The conservative may think, "Good, the individual is above the state!". Wrong. The state is above the individual who cannot not live with other like-minded individuals to order their society the way they think best. The state's version of morality triumphs over yours in this model.
By the way, "Hate Crimes" legislation will still be enforced by the courts, punishing you for your presumed thoughts, intents, and motives. Somehow, these are not considered "private matters" by the court. Yet when a homosexual college professor with an IQ of 120 seduces a student with an IQ of 92 it is a "private" matter. When a woman goes to an abortion clinic and has an abortionist rip up her baby the transaction between the three of them is a "private matter". As these examples show, the "Right to Privacy" has nothing at all to do with privacy, and everything to do with a secular state making war on traditional morality.
So what about solutions?
A lot of people have suggested reasonable short term solutions, such as a Marriage Amendment, or Congress taking the ability to rule on certain matters out of the court's hands, or even impeachment of judges who are becoming more and more tyrannical and out of step with those they are supposed to serve.
In the long run though, the best answer is to put back in a counterweight to federal encroachment of the several States that was lost when we went to direct election of Senators. When the state legislators picked senators, you could be sure that those Senators only chose judges who would respect the right of states to make their own laws. Repeal of the amendment calling for direct election of senators is thus a possible solution. More likely though, is to get an amendment passed that reads thus...
Supreme court justices shall be picked by the President, with the advice and consent of a majority of the Governors of the Several States, such judges to serve during period of good behavior for terms of ten years, subject to renewal by the same process.
This would end a lot of abuses.
68 posted on
07/06/2003 11:38:02 AM PDT by
Ahban
To: Ahban
Myth One: Decisions between two consenting adults is their own business, and the government should stay out of people's bedrooms Nothing that you stated in the passage backed up your points, or made any logical claim of evidence whatsoever.
Myth Two : Sodomy Laws are a violation of the Due Process clause of the Constitution
Not seen this one. Don't care. Agreed.
Myth Three: Ok, but it violated the Constitutions clause on "Equal Protection" under the law, because it was ok for a man and woman to something that it was illegal for a man to do to a man. That's not 'equal protection'.

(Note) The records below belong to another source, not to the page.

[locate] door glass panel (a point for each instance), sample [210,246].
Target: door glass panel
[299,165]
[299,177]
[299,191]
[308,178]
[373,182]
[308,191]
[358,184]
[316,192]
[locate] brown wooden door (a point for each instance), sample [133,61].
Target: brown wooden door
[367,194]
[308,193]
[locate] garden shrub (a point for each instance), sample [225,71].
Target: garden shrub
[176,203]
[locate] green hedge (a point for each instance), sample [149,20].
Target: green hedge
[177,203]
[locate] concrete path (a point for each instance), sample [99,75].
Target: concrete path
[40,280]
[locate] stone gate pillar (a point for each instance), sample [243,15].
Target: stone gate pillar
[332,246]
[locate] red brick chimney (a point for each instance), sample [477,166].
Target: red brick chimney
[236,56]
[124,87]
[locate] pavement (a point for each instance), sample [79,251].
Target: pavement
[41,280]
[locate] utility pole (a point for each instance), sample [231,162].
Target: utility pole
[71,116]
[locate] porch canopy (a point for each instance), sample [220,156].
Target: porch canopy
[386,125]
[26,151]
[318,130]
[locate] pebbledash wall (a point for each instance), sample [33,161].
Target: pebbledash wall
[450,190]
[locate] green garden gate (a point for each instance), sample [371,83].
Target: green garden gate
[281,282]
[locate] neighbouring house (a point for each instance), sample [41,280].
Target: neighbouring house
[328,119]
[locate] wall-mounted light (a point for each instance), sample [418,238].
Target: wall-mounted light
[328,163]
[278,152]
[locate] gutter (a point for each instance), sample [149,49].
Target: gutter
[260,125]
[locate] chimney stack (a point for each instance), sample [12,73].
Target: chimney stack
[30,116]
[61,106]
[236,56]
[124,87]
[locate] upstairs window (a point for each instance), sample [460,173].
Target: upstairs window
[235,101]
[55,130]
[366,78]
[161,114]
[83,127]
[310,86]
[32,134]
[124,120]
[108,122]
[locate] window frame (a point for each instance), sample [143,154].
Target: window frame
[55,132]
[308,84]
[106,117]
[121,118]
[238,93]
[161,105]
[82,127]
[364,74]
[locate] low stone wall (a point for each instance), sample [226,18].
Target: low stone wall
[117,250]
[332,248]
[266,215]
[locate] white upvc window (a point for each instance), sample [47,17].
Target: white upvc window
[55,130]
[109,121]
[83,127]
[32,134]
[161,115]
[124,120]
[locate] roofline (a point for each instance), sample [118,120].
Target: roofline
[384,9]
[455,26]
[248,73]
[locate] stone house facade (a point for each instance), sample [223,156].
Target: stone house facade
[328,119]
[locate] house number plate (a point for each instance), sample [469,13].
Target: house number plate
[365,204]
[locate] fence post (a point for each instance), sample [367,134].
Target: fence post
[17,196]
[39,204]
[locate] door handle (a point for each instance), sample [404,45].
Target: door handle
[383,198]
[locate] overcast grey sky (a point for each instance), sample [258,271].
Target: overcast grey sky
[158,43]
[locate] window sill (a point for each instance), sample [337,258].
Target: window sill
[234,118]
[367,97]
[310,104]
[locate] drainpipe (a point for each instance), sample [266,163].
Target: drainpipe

And here you're outright wrong.
If it is legal for woman to have oral sex with a man, then it must be legal for a man to do.
And then we continue the rant with beastiality, and a lot of other red herrings not related to the issue at hand.
Myth Four: but it did violate their constitutional "right to privacy"! That one is a myth alright. Their is no "right to privacy" in the Constitution.
Wrong again. 9th and 10th Amendments. If a power is not explicitly listed as beloning to the Feds, it belongs to the states or the people.
For you to be right there'd have to be a "The people do not have a right to privacy" clause in the Constitution.
In the long run though, the best answer is to put back in a counterweight to federal encroachment of the several States that was lost when we went to direct election of Senators
Well, you finally said something sensible.